A recent appellate case from Houston demonstrates that, in determining whether non-solicitation agreements are enforceable, Texas courts treat them as non-compete agreements.

In the case, an insurance broker was bound by an employment agreement that contained the following provision:

Accordingly, the Executive understands and agrees that for a period of two (2) years following the termination of his employment for any reason whatsoever, he will not, directly or indirectly, solicit, place, market, accept, aid, counsel or consult in the renewal, discontinuance or replacement of any insurance (including self-insurance) by, or handle self-insurance programs, insurance claims, risk management services or other insurance administrative or service functions for, any AJG or Corporation account for which he performed any of the foregoing functions during the two-year period immediately preceding such termination.

The broker left his employer and began working for a competitor. Shortly thereafter, the broker was sued by his former employer.

Obviously, the above provision is broader than a simple non-solicitation provision, because rather than prohibiting mere solicitation, it also prohibits the insurance broker from doing business with his former customers. Given how broad this provision is, the broker is deprived of one of the best arguments that defendants in non-solicitation cases usually have—i.e., “I didn’t solicit the customers—they contacted me!” This provision is so broad that it doesn’t matter who initiated the contact.

The court in this case enforced the above provision against the former employee. In doing so, the court examined the provision just as it would examine a non-compete agreement. That is, the court held the non-solicitation provision to the same rigorous enforcement standards to which it would have held a non-compete agreement. The court required the non-solicitation provision to be “ancillary to an otherwise enforceable agreement.” In other posts, we will explain what that means. 
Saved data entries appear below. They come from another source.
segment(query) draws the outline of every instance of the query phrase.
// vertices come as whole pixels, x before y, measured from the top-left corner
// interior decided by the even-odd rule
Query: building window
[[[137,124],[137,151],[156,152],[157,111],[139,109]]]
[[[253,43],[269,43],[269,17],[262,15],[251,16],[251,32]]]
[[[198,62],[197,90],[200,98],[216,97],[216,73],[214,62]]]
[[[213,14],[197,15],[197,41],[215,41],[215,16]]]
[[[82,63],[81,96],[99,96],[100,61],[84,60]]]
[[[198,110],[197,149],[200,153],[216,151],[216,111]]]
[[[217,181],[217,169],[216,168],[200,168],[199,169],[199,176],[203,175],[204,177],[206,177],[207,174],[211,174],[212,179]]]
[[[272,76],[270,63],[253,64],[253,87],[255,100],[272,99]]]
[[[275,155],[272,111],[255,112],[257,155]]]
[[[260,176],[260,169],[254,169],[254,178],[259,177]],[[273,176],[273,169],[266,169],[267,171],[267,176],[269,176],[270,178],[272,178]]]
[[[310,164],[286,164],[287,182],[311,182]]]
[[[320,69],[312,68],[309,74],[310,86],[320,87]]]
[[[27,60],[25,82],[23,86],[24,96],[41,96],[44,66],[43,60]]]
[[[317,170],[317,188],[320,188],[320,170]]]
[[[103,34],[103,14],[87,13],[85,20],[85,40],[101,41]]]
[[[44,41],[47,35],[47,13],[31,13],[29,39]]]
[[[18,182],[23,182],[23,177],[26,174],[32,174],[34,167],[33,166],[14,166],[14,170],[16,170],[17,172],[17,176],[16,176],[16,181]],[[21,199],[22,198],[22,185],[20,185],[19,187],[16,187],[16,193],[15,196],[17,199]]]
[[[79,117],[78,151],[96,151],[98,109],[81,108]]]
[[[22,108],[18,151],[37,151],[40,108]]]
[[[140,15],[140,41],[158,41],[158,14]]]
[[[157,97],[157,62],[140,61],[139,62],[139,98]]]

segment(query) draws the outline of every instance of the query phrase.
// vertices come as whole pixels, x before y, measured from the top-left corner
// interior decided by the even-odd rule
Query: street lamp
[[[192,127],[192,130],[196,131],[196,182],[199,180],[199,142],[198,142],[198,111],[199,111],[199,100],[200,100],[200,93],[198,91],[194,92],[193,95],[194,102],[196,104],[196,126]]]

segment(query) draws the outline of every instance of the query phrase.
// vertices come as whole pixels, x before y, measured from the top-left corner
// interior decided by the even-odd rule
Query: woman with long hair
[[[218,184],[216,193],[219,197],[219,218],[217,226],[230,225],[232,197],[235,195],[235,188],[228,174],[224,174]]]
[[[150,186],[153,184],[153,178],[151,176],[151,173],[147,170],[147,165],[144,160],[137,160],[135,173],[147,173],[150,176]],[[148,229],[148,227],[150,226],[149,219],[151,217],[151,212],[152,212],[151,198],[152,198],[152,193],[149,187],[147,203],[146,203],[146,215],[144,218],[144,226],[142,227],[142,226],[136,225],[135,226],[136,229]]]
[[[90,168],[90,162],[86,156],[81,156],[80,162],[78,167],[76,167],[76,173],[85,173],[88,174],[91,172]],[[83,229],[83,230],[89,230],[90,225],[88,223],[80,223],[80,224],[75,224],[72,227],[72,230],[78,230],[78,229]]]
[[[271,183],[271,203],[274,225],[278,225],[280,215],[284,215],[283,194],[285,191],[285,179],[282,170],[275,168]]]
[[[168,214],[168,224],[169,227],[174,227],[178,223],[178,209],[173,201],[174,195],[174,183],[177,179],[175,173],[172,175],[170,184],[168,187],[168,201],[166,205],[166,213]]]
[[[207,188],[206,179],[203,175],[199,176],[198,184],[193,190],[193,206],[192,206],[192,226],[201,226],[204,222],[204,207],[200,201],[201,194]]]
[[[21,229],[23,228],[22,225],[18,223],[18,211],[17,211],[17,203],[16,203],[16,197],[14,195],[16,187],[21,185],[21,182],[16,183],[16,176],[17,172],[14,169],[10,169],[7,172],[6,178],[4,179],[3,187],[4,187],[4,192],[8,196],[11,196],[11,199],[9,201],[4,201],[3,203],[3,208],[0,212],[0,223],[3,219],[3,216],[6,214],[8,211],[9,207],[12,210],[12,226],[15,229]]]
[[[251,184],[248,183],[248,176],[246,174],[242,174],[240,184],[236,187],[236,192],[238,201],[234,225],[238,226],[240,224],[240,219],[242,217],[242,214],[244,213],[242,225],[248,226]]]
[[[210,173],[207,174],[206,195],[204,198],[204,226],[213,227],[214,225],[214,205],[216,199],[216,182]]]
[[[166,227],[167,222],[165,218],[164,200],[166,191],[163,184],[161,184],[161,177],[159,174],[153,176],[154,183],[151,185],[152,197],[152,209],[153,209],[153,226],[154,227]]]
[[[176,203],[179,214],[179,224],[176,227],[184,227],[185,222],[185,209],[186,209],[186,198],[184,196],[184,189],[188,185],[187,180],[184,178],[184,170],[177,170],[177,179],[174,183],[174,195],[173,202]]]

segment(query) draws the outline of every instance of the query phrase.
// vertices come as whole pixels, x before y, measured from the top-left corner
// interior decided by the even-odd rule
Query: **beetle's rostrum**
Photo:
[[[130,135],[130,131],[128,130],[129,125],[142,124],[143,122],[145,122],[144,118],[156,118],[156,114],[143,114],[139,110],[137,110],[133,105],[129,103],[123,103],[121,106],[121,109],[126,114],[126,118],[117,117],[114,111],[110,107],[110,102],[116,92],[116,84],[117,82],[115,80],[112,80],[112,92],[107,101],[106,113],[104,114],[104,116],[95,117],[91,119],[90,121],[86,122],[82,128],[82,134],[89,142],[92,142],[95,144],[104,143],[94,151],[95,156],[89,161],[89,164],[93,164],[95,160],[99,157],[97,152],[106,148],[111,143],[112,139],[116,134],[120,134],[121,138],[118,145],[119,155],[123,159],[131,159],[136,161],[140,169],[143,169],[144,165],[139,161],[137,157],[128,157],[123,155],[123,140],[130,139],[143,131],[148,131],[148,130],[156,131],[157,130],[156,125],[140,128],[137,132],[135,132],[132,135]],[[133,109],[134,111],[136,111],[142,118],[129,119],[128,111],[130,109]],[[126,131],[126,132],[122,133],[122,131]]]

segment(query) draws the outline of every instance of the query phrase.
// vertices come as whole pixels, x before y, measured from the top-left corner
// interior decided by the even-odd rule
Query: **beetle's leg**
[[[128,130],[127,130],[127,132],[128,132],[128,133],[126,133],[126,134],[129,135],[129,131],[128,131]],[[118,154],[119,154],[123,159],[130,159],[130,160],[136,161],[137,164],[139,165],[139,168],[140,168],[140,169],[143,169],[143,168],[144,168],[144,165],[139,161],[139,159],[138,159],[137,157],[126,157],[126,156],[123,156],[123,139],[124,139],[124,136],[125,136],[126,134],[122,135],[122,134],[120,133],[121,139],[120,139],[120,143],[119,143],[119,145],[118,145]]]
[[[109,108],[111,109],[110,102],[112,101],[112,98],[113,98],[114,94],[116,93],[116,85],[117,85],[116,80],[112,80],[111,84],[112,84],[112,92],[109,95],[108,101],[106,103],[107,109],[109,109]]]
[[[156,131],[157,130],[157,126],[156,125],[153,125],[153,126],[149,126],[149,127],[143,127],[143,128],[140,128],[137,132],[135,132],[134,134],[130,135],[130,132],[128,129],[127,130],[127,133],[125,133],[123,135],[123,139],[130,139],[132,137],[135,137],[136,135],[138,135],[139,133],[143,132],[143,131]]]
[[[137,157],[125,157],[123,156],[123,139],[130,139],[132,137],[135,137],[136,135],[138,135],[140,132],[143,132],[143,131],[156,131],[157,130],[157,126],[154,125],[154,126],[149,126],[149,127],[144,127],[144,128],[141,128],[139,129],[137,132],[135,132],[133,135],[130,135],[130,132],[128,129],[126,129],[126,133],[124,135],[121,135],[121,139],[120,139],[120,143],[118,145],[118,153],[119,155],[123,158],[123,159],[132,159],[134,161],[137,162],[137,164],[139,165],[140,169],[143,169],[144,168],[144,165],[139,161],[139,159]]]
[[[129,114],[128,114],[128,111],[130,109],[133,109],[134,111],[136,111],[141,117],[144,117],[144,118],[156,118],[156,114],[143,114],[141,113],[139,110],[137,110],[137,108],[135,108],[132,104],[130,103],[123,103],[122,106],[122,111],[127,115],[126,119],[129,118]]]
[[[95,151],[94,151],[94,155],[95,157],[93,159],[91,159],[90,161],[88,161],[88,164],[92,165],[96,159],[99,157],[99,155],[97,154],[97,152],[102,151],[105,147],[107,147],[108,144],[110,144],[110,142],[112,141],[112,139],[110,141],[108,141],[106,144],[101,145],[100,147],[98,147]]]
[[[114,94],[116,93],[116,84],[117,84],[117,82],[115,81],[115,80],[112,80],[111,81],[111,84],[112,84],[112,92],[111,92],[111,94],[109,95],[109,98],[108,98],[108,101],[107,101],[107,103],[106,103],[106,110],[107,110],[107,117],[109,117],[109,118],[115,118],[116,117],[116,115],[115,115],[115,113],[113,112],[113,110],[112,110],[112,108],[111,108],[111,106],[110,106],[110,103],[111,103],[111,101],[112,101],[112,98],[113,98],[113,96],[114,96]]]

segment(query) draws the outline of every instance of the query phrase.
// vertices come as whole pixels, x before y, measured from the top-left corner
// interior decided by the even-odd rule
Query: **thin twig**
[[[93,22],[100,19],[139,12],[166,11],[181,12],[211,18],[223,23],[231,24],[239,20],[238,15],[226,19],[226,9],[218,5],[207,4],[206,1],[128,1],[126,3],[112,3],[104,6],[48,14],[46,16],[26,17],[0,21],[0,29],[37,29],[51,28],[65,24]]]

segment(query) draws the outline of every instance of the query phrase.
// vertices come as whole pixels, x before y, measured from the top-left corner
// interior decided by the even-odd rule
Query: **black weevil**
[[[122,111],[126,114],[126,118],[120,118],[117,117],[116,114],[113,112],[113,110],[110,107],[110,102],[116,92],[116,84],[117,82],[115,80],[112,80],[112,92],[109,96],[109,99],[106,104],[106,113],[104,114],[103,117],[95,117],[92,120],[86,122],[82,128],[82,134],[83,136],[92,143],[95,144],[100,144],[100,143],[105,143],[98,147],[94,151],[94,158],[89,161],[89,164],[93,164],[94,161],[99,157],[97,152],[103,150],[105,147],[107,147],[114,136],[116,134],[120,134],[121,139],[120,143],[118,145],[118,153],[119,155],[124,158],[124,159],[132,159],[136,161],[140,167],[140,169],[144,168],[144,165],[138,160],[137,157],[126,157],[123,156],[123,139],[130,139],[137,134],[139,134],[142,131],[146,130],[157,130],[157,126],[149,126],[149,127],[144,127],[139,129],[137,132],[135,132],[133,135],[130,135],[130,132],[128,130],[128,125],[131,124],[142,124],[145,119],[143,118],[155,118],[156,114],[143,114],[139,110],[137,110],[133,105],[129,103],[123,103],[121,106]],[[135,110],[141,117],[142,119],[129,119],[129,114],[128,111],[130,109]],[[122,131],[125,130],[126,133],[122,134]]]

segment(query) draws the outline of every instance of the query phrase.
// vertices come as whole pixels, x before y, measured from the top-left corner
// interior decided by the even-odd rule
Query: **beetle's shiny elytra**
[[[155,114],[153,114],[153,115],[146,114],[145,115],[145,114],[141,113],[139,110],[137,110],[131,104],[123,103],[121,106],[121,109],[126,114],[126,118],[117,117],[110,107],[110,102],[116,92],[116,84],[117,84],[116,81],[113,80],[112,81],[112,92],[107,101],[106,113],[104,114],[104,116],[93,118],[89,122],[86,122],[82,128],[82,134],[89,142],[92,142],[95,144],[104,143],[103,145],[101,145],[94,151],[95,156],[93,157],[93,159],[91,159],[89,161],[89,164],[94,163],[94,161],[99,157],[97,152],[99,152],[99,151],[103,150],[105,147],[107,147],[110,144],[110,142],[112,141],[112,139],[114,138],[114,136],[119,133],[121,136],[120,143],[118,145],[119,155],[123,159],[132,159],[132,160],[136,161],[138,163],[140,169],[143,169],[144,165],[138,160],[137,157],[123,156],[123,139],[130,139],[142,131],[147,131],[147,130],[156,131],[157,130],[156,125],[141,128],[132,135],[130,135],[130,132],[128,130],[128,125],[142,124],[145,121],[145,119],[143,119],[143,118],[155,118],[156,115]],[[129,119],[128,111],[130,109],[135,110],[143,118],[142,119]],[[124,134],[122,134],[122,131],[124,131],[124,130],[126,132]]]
But the takeaway from this post is this: Non-solicitation provisions are essentially non-compete provisions. Unlike non-disclosure agreements, which are enforceable in most all circumstances because they simply keep employees from doing what they shouldn’t do anyway (i.e., they prohibit use and disclosure of the former employer’s trade secrets), non-solicitation provisions restrain competition. Because they do so, they must be put under the same microscope that is used to assess the enforceability of a non-compete agreement.